Buoyant commodity prices alongside a pullback in US bond yields and the dollar propelled world stocks to new record highs on Thursday, signalling the rally would likely extend into 2018.

MSCI’s world equity index, which tracks shares in 47 countries, has risen about 22 per cent this year and looks set for a record 14th straight month of gains.

Wall Street’s main indexes rose in thin holiday trading on Thursday, helped by gains in technology stocks.

Apple was the biggest driver of the three indexes, with the high-flying FANG stocks — Facebook, Amazon, Netflix and Alphabet — also contributing to the rise.

This year’s equity rally has been led by the bumper performance in Asia, which is on track for its best year since 2009, with MSCI’s index of Asia-Pacific shares outside Japan approaching late-2007 highs.

European stock markets were slightly weaker in light holiday-season trading on Thursday, but London’s FTSE 100 was still hovering close to its recent record highs on the back of strong commodity prices.

In the Eurozone, both Frankfurt’s DAX 30 index and the Paris CAC were down by around 0.2 per cent in afternoon trading.

But London’s benchmark index, which had hit a record of 7,632.71 on Wednesday, flat, buoyed up by higher copper prices.

“Equity markets are once again mixed in thin market trading,” said Accendo Markets analyst, Henry Croft.

Equity markets have fed off this year’s recovery in world trade and economic growth, which have in turn lifted company earnings and commodity prices, with copper futures at new four-year highs for an annual gain of over 30 per cent.

Oil prices meanwhile are near 2-1/2-year highs and gold climbed to a one-month top.

Traders anticipate the equity rally continuing into next year, especially if US tax cuts further boost growth in the world’s largest economy.

“Commodities are driving trade in the final days of 2017,” analysts at London Capital Group said in a note.

“(Copper) has rallied 25 per cent since the beginning of June, and with this in mind Dr Copper is telling us we could be in for a strong 2018,” they added, referring to the perception of copper as a key barometer of economic growth.

Another tailwind for world stocks is the fact that US tax cuts, which will lead to significantly higher borrowing in coming years, have not so far translated into higher borrowing costs.

In fact, US 10-year Treasury yields have retreated after briefly last week breaking above the key 2.50 per cent level, falling as much as seven basis points on Wednesday.

Two-year yields too are off nine-year highs after showed US consumer confidence tumbling from 17-year highs.

Brokerage FXTM noted that 10-year yields had reversed almost half the gains they had made since mid-December.

The dollar index skidded some 0.3 per cent against a basket of currencies, to a near one-month lows.

“The dollar bears are getting their last licks in for 2017, perhaps foreshadowing of things to come in 2018,” said Stephen Innes, head of Asia-Pacific trading at OANDA.

With the dollar on the back foot and commodities flying, currencies of commodity exporting countries such as Canada, Australia, New Zealand and South Africa, New Zealand hit multi-week highs.

Emerging equities surged almost one per cent to approach one-month highs.
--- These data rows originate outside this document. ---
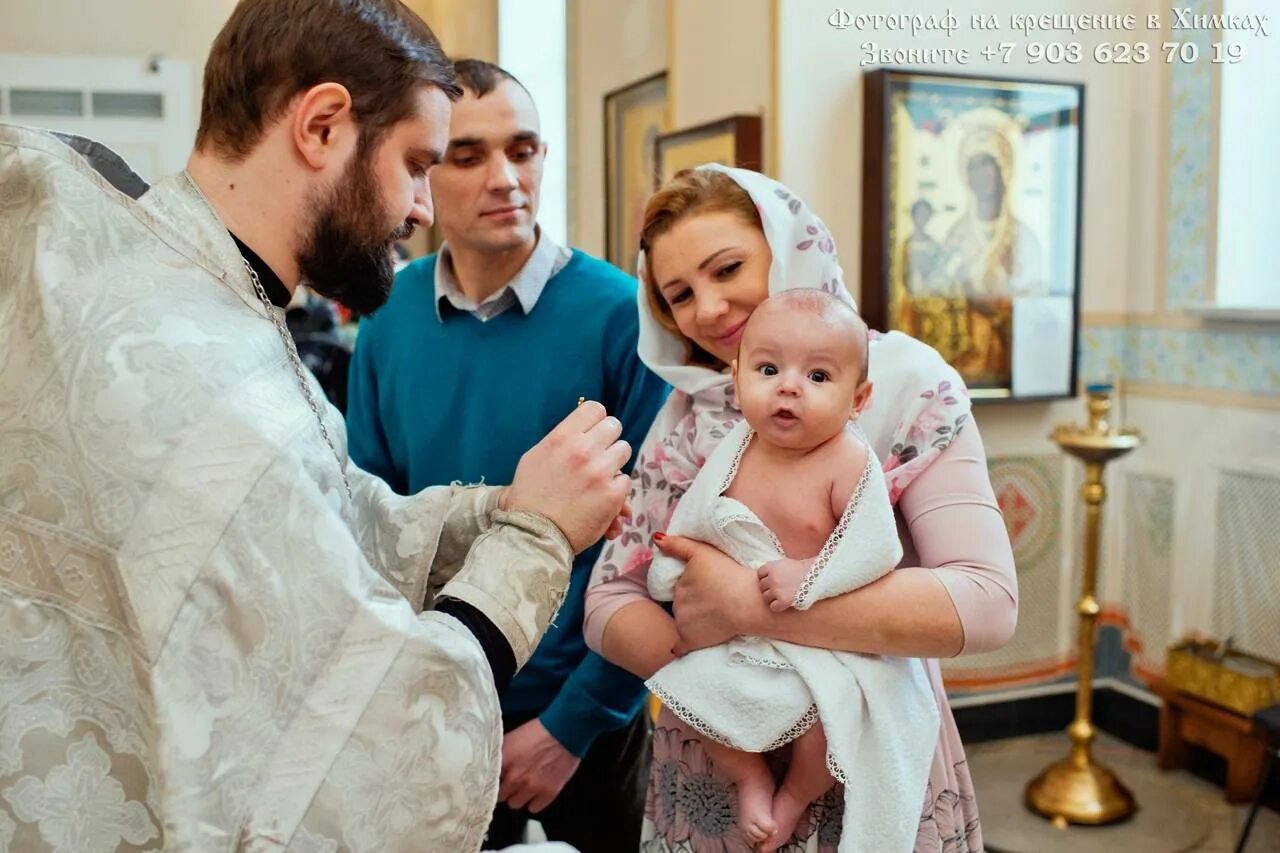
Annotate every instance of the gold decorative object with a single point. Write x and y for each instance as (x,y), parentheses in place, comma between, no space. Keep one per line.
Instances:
(1219,674)
(1078,789)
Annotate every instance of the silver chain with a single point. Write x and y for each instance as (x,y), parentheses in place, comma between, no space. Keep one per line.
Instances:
(291,349)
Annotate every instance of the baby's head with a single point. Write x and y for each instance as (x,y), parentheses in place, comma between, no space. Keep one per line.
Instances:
(800,373)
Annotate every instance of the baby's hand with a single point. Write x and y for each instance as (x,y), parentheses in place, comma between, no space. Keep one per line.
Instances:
(780,582)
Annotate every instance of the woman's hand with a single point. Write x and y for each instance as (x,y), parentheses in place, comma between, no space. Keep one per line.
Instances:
(716,598)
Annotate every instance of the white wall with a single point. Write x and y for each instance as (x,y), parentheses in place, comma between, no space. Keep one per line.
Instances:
(531,36)
(127,28)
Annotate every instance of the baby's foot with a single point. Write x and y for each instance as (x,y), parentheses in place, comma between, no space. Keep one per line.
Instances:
(754,804)
(786,810)
(780,582)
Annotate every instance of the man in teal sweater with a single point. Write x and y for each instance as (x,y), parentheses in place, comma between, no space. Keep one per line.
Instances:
(481,349)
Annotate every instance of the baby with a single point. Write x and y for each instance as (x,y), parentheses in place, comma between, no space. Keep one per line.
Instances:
(795,482)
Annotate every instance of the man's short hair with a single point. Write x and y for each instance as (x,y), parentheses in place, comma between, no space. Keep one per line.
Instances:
(272,50)
(480,77)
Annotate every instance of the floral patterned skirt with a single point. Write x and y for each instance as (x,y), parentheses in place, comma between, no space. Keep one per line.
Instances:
(690,808)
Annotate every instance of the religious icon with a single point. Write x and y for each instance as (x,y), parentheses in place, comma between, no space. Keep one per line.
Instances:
(972,224)
(635,115)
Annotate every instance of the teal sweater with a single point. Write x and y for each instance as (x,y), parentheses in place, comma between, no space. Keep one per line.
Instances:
(432,401)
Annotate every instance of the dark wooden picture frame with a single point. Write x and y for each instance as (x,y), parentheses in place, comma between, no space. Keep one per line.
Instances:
(635,115)
(995,284)
(732,141)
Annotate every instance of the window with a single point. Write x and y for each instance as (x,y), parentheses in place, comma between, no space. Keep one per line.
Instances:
(1248,172)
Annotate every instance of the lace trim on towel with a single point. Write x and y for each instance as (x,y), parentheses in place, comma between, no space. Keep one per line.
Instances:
(741,658)
(833,769)
(819,562)
(807,720)
(723,521)
(737,460)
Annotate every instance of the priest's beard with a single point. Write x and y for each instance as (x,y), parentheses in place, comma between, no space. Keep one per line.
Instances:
(346,256)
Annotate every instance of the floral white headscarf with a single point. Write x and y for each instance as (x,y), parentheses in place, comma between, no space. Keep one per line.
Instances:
(918,404)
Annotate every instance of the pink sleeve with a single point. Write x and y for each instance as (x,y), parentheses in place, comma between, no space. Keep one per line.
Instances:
(959,532)
(620,574)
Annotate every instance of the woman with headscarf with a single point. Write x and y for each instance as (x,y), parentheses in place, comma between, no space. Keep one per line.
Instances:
(716,243)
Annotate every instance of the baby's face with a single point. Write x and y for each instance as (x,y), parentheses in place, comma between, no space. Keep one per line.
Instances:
(798,377)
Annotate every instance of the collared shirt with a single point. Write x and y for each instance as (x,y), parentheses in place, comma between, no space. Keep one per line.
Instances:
(524,290)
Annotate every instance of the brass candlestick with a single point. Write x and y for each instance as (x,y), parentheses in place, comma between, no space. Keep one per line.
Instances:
(1078,789)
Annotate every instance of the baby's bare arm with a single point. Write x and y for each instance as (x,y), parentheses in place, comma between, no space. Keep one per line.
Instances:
(846,465)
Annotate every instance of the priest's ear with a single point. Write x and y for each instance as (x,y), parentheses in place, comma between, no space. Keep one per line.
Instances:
(323,126)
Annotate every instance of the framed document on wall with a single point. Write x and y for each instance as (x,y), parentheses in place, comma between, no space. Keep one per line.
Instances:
(635,115)
(734,141)
(972,224)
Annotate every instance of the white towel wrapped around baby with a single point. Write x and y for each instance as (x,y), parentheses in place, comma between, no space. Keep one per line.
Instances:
(880,714)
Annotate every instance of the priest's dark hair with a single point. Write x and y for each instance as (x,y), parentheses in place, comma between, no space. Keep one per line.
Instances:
(272,50)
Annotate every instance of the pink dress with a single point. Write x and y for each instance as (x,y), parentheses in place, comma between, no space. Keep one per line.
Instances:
(949,521)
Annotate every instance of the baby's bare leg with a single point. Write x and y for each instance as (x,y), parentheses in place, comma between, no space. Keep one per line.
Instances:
(780,582)
(807,780)
(754,787)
The index is up 34 per cent this year.

For Oanda analyst Craig Erlam, it was “another relatively quiet day, as is often the case during the holiday period, and a lack of economic events on the calendar won’t help matters.”

Earlier in Asia, Hong Kong rose 0.9 per cent and Shanghai gained 0.6 per cent, while Sydney put on 0.3 per cent.

But Tokyo finished 0.6 per cent down after an afternoon sell-off fuelled by the strengthening yen, as traders fret over another possible North Korean missile test.